Spaces:
Running
title: SemanticSearchPOC
emoji: π
colorFrom: red
colorTo: indigo
sdk: docker
app_port: 8501
pinned: true
startup_duration_timeout: 3 hours
#--- #title: SemanticSearchPOC #emoji: π #colorFrom: purple #colorTo: red #sdk: docker #app_port: 8501 #pinned: false # #---
Retrieval Augmented Generation with Large Language Models
This project serves as a Proof-of-Concept for implementing Retrieval Augmented Generation (RAG) when prompting Large Language Models (LLMs). It is a learning exercise aimed at enabling future LLM-based applications by leveraging the power of RAG techniques.
Components
The project incorporates the following key components:
- llama.cpp: An optimized implementation of the LLaMa language model in C++.
- Weaviate Vector Database: A vector database for efficient storage and retrieval of embeddings.
- text2vec-transformers: A library for converting text to vector representations using transformer models.

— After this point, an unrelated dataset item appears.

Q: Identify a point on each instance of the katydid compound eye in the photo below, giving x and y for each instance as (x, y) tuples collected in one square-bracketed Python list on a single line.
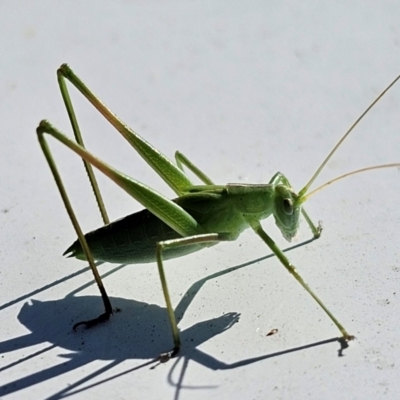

- Streamlit: A framework for building interactive web applications with Python.
Screenshot
Note: The screenshot will be included later.
Application Notes
As part of the initialization process, the application executes a Bash script asynchronously. The script follows these steps:
- It starts the text2vec-transformers Weaviate module first.
- Then, it starts the Weaviate database server itself.
- Both programs run as subprocesses to the script.
- Finally, the script waits to ensure that its subprocesses continue to execute so that app.py can use the database for RAG functions.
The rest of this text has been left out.